SuperUROP: An FPGA-Based Spatial Accelerator for Sparse Matrix Operations
Abstract
Solving sparse systems of linear equations is a fundamental problem in the field of numerical methods, with applications spanning from circuit design to urban planning. These problems can have millions of constraints, such as when laying out transistors on a circuit, or trying to optimize traffic light timings, making fast sparse solvers extremely important. However, existing state-of-the-art software-level solutions for solving sparse linear systems, termed iterative solvers, are extremely inefficient on current hardware. This inefficiency can be attributed to two key reasons: (1) poor short-term data reuse, which causes frequent, irregular memory accesses, and (2) complex data dependencies, which limit parallelism. Hence, in this paper, we present an FPGA implementation of the existing Azul accelerator, an SRAM-only hardware accelerator that achieves both high memory bandwidth utilization and arithmetic intensity. Azul features a grid of tiles, each of which is composed of a processing element (PE) and a small independent SRAM memory, which are all connected over a network on chip (NoC).

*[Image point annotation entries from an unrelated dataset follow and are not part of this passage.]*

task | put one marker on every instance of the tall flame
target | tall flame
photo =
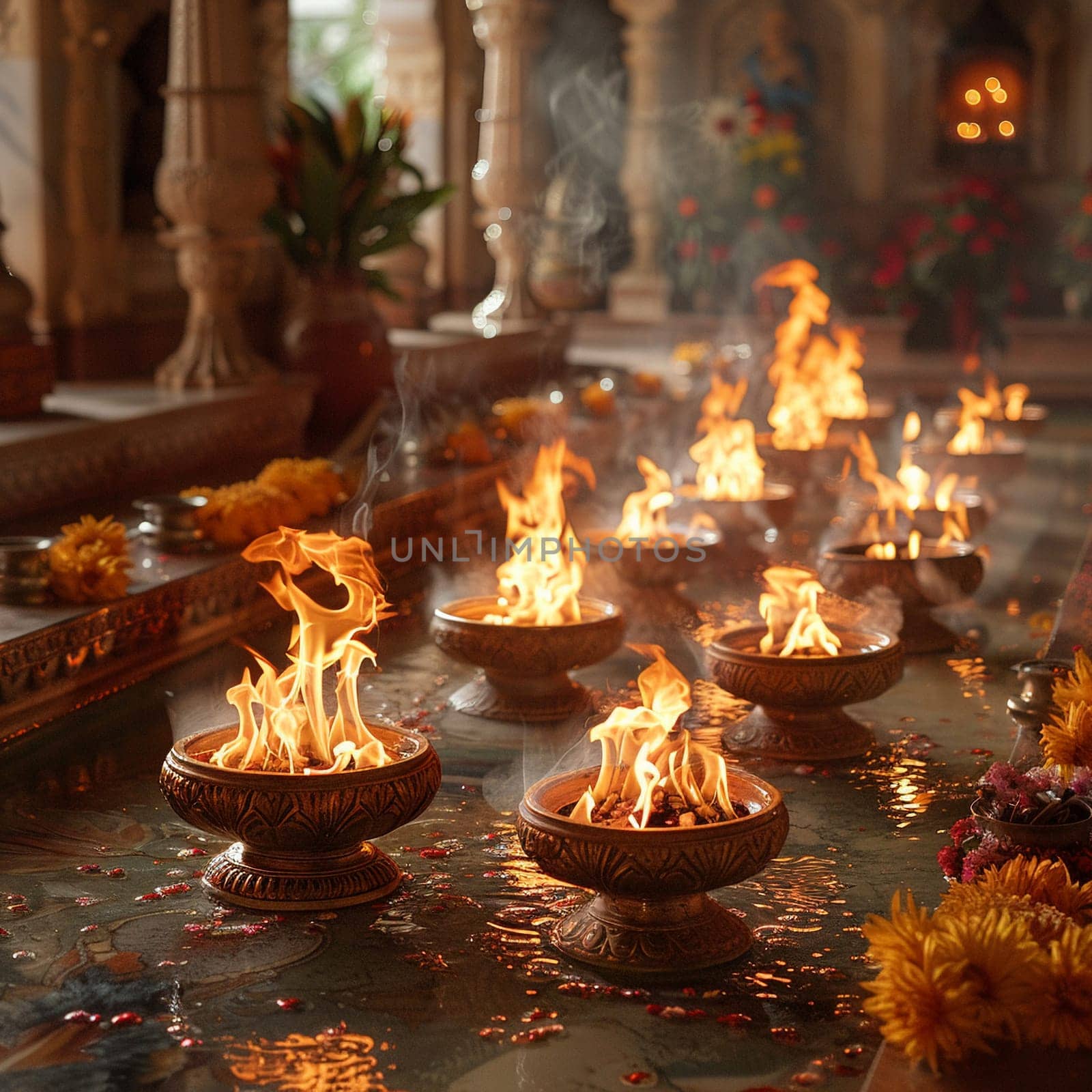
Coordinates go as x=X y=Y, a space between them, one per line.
x=295 y=733
x=791 y=612
x=729 y=464
x=644 y=513
x=540 y=584
x=644 y=756
x=815 y=378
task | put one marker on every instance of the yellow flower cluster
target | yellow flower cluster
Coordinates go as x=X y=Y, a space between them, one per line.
x=1077 y=686
x=90 y=562
x=1007 y=958
x=1067 y=738
x=691 y=353
x=784 y=145
x=287 y=493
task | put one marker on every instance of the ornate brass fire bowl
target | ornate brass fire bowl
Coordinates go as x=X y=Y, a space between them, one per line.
x=799 y=699
x=303 y=839
x=880 y=412
x=1033 y=418
x=805 y=468
x=651 y=915
x=669 y=560
x=939 y=577
x=526 y=666
x=735 y=518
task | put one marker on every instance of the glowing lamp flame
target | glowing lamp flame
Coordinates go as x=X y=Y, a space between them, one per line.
x=816 y=379
x=295 y=734
x=540 y=584
x=1015 y=394
x=644 y=755
x=888 y=551
x=644 y=513
x=790 y=607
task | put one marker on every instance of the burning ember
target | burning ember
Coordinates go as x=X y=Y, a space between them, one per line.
x=538 y=584
x=791 y=612
x=644 y=513
x=729 y=464
x=295 y=734
x=652 y=775
x=816 y=378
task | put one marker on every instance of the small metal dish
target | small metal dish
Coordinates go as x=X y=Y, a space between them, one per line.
x=25 y=569
x=171 y=522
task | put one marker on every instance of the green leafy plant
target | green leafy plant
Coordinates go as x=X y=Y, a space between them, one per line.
x=345 y=191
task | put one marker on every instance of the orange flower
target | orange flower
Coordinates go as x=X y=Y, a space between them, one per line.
x=764 y=197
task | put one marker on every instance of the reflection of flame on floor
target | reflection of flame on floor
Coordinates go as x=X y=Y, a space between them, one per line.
x=330 y=1061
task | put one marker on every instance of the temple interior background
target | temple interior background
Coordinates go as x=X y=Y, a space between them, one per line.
x=353 y=349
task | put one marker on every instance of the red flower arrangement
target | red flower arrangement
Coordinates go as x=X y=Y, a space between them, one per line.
x=961 y=251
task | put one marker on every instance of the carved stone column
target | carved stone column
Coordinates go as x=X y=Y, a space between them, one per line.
x=1044 y=33
x=505 y=180
x=640 y=292
x=98 y=33
x=213 y=185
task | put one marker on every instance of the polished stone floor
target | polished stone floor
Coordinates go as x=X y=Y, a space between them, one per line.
x=449 y=984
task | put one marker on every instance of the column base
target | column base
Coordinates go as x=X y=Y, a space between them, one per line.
x=639 y=298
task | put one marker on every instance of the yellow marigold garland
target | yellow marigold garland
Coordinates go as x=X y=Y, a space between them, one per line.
x=287 y=493
x=90 y=562
x=1003 y=959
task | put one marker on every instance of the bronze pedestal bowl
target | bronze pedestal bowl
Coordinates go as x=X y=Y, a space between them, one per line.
x=805 y=469
x=946 y=420
x=875 y=423
x=670 y=560
x=650 y=915
x=1005 y=459
x=940 y=576
x=931 y=521
x=736 y=518
x=799 y=699
x=526 y=666
x=303 y=839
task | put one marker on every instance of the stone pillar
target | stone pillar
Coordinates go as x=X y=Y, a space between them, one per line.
x=213 y=185
x=505 y=179
x=1044 y=33
x=640 y=293
x=96 y=38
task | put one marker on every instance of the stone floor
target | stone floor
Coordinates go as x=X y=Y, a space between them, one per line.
x=450 y=984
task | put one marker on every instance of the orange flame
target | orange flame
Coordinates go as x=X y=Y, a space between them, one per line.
x=729 y=464
x=538 y=584
x=644 y=513
x=791 y=612
x=296 y=734
x=815 y=378
x=644 y=753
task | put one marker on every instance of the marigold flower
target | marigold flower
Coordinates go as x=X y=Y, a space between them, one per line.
x=90 y=562
x=1077 y=685
x=1062 y=1013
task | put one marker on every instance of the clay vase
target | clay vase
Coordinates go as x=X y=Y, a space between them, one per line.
x=334 y=332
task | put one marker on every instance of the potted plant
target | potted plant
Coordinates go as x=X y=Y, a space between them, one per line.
x=1073 y=260
x=345 y=196
x=953 y=267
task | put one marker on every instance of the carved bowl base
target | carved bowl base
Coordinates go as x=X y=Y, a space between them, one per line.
x=662 y=937
x=541 y=700
x=261 y=882
x=796 y=735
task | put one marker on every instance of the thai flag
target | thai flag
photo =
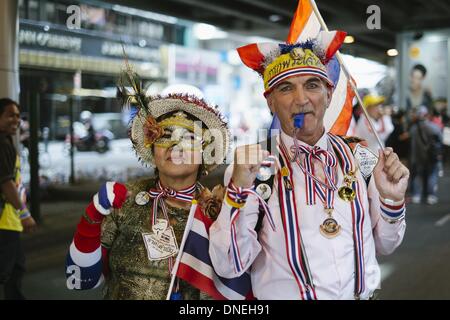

We implement Azul on FPGA using simple RISC-V CPU cores connected to a memory hierarchy of different FPGA memory modules. We utilize custom RISC-V ISA augmentations to implement a task-based programming model for the various PEs, allowing communication over the NoC. Finally, we design simple distributed test cases so that we can functionally verify the FPGA implementation, verifying equivalent performance to an architectural simulation of the Azul framework.